A perfumer is an expert on creating perfume compositions, sometimes referred to affectionately as a nose () due to their fine sense of smell and skill in producing olfactory compositions. The perfumer is effectively an artist who is trained in depth on the concepts of fragrance aesthetics and who is capable of conveying abstract concepts and moods with compositions. At the most rudimentary level, a perfumer must have a keen knowledge of a large variety of fragrance ingredients and their smells, and be able to distinguish each one alone or in combination with others. They must also know how each reveals itself over time. The job of the perfumer is very similar to that of flavourists, who compose smells and flavourants for commercial food products.

Training
Most past perfumers did not undergo professional training in the art, and many learned their craft as apprentices under another perfumer in their employment as technicians (in charge of blending formulas) or chemists. These people were usually given temporary jobs in the industry. A direct entrance into the profession is rare, and those who do typically enter it through family contacts. Such apprenticeships last around three years.

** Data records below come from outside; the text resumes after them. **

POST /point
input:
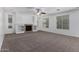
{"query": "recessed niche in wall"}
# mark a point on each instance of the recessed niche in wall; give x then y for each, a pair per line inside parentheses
(9, 26)
(9, 18)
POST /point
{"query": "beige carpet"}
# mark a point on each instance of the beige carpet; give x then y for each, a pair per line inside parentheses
(40, 42)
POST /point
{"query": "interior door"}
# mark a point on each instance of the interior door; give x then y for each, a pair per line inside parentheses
(9, 17)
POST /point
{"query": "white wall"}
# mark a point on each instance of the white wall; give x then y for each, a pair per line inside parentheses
(74, 24)
(24, 18)
(1, 27)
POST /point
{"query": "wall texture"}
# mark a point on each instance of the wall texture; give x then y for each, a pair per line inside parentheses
(74, 24)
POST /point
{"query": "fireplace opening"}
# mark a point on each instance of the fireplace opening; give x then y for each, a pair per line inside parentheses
(28, 27)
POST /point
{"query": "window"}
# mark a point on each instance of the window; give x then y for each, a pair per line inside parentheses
(63, 22)
(9, 18)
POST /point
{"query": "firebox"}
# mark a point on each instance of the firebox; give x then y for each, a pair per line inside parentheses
(28, 27)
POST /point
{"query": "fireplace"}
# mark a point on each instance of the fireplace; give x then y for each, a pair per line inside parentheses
(28, 27)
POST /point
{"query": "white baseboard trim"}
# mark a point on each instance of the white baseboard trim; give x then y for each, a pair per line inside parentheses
(1, 41)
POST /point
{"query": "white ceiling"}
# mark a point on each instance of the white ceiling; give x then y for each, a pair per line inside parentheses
(48, 10)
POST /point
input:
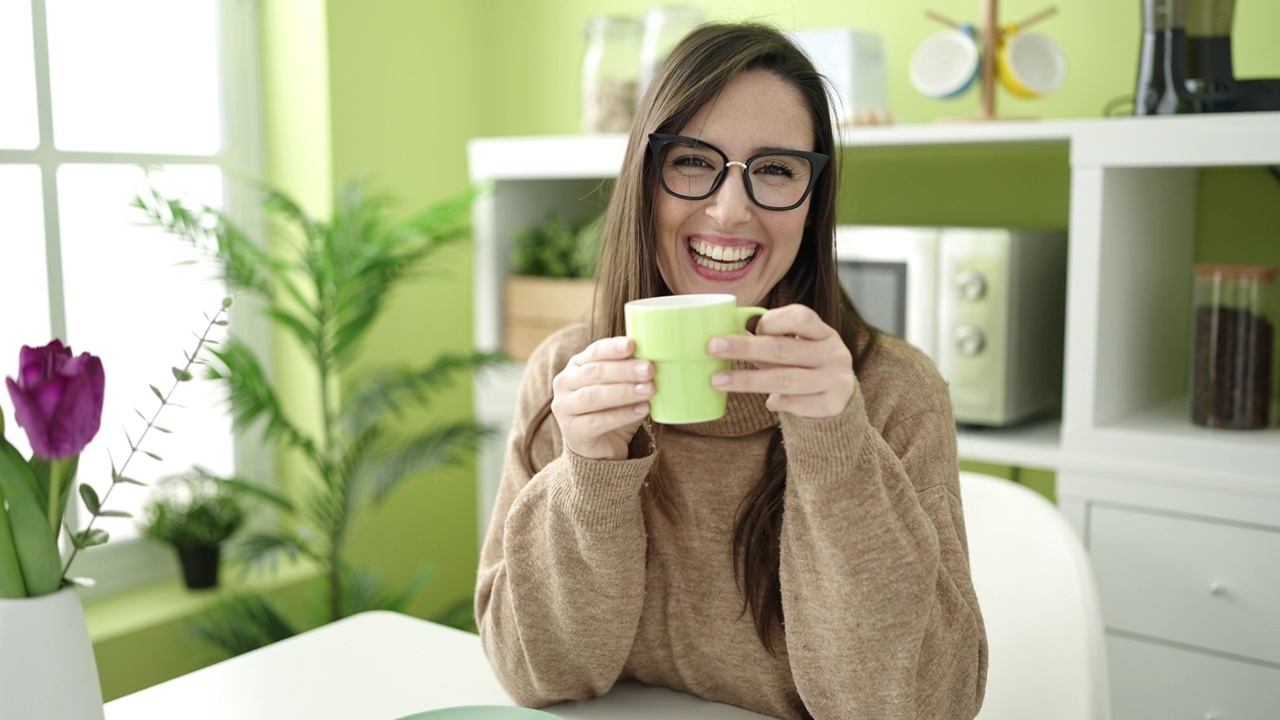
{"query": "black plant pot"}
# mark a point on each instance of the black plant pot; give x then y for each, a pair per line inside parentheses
(200, 566)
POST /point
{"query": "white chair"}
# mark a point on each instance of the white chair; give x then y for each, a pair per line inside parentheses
(1040, 605)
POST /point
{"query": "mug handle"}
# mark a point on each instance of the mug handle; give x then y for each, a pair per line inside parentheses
(748, 311)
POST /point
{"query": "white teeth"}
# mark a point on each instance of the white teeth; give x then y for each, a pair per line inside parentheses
(717, 265)
(717, 255)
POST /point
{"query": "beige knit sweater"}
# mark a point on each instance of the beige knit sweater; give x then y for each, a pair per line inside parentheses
(581, 584)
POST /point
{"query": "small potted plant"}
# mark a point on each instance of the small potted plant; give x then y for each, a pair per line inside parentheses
(195, 514)
(552, 282)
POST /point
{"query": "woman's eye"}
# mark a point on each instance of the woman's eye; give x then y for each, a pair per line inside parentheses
(776, 168)
(693, 162)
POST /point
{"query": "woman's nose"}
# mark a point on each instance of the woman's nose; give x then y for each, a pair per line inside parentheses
(731, 204)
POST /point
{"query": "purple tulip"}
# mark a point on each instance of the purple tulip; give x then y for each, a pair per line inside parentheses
(58, 399)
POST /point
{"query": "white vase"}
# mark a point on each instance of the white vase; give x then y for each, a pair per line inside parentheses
(46, 660)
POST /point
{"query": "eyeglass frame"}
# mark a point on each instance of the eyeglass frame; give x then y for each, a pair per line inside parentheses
(659, 141)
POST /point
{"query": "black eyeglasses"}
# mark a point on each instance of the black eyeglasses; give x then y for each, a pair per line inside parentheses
(775, 180)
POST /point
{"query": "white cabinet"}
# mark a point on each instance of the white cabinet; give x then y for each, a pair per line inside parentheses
(1166, 507)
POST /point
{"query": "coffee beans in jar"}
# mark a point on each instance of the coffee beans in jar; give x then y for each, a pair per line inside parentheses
(609, 69)
(1233, 346)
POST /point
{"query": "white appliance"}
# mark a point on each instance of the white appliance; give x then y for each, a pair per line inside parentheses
(986, 304)
(853, 60)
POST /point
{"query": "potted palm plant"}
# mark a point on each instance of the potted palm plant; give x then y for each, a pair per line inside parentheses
(324, 283)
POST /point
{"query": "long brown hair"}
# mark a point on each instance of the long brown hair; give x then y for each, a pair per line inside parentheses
(694, 73)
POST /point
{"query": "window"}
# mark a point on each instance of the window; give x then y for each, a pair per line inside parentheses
(90, 92)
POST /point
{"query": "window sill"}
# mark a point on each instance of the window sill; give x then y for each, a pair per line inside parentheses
(167, 601)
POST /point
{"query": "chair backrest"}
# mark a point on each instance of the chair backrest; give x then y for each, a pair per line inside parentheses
(1040, 604)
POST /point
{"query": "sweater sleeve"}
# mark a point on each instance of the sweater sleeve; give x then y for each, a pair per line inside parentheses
(880, 610)
(562, 572)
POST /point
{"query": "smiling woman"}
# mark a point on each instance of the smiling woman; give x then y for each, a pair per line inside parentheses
(803, 554)
(91, 91)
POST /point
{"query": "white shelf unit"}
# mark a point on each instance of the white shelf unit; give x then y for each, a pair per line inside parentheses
(1124, 450)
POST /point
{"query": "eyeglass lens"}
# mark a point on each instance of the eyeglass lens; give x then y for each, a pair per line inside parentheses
(776, 180)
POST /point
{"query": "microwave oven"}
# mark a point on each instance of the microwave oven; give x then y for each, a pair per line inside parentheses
(986, 304)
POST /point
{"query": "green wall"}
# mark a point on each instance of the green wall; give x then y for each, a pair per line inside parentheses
(391, 90)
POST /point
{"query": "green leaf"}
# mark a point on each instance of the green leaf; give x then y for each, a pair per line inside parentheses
(91, 501)
(90, 538)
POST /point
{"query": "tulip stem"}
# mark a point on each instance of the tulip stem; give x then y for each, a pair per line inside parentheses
(59, 472)
(133, 447)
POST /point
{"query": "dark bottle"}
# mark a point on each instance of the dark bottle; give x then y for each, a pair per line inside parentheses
(1210, 73)
(1162, 59)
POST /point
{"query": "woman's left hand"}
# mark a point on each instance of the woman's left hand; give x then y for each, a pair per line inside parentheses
(801, 361)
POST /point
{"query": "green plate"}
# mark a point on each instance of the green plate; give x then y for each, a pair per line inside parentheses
(481, 712)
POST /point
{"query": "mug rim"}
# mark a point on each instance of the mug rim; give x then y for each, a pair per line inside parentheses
(682, 301)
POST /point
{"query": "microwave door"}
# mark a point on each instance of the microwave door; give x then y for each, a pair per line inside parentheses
(878, 290)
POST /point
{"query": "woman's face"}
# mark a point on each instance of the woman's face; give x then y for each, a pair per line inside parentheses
(726, 242)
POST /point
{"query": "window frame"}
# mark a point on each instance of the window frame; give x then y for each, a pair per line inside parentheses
(123, 564)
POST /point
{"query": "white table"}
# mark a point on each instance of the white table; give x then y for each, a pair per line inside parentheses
(376, 666)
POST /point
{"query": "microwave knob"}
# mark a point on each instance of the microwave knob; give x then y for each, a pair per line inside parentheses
(972, 285)
(969, 340)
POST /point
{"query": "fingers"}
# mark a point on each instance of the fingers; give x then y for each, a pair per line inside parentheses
(781, 381)
(782, 350)
(600, 390)
(604, 361)
(794, 320)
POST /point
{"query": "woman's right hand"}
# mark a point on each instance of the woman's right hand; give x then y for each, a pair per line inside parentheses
(600, 397)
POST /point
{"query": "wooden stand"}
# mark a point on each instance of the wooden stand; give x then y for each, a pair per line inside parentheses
(991, 36)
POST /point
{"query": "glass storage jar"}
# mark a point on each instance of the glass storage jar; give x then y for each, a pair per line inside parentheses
(609, 69)
(1234, 351)
(663, 27)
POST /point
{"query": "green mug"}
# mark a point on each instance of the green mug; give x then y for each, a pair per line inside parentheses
(672, 333)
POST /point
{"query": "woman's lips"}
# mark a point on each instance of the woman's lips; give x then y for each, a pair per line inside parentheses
(721, 260)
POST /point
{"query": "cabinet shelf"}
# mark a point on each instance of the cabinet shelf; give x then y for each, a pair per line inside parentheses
(1162, 438)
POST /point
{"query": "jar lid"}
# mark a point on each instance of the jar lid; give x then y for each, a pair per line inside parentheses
(1237, 274)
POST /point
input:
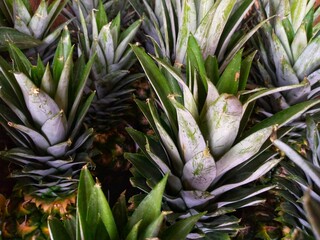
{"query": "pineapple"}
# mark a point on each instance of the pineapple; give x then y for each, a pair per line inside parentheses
(43, 110)
(36, 24)
(215, 24)
(110, 75)
(145, 222)
(301, 183)
(201, 140)
(284, 43)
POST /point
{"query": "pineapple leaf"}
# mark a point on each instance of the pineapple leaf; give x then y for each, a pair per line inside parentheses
(21, 62)
(85, 190)
(153, 229)
(312, 207)
(125, 38)
(232, 26)
(222, 118)
(188, 25)
(61, 96)
(159, 83)
(246, 177)
(190, 138)
(101, 16)
(35, 137)
(306, 166)
(243, 150)
(182, 228)
(55, 128)
(40, 105)
(283, 117)
(152, 203)
(105, 212)
(229, 81)
(57, 229)
(12, 36)
(84, 73)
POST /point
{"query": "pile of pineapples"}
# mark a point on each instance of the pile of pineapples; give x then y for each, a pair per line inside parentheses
(215, 104)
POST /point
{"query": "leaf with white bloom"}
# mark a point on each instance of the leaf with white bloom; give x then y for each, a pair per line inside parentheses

Until recently, professional schools open to the public  did not exist. In 1970 ISIPCA became the first school in perfumery. Candidates must pass a demanding entrance examination, and must have taken university-level courses in organic chemistry.

Since 1998 PerfumersWorld's school has offered formal and informal training through university courses at King Mongkut's University of Technology Thonburi Biotechnology faculty, at Chulalongkorn University Pharmacy faculty and through on-line courses and private workshops in the United States, UK, Dubai, Hong Kong, Germany, New Zealand, and Thailand.

More recently, in 2002, another school was born, the Grasse Institute of Perfumery (G.I.P). Similarly here, candidates must have a foundation in chemistry or pharmacy to be accepted as students.

Givaudan, International Flavors and Fragrances (IFF) and Symrise operate their own perfumery schools, but students must be employees and recommended by their managers. The University of Plymouth (UK) offers a BA (Bachelor of Arts) course in Business & Perfumery.

Employment
Most perfumers are employed by large fragrance corporations including Mane, Robertet, Firmenich, IFF, Givaudan, Takasago, and Symrise. Some work exclusively for a perfume house or in their own companies, but these are not as common.

The perfumer typically begins a project with a brief by their employer or a customer, typically a fashion house or other large corporation. This will contain the specifications for the desired perfume, and will describe in often poetic or abstract terms what it should smell like or what feelings it should evoke, along with a maximum price per litre of the perfume oil concentrate. This allowance, along with the intended application of the perfume, will determine what aromatic ingredients will be used in the composition.

The perfumer will then go through the process of blending multiple mixtures and will attempt to capture the desired feelings specified in the brief. After presenting the perfume mixtures to the customers, the perfumer may "win" the brief with their approval. They proceed to work with the customer, often with the direction provided by a panel or artistic director, which guides and edits the modifications on the composition of the perfume. This process typically spans several months to several years, going through many iterations, and may involve cultural and public surveys to tailor a perfume to a particular market. The composition will then be either used to enhance another product as a functional fragrance (shampoos, make-up, detergents, car interiors, etc.) or marketed directly to the public as a fine fragrance.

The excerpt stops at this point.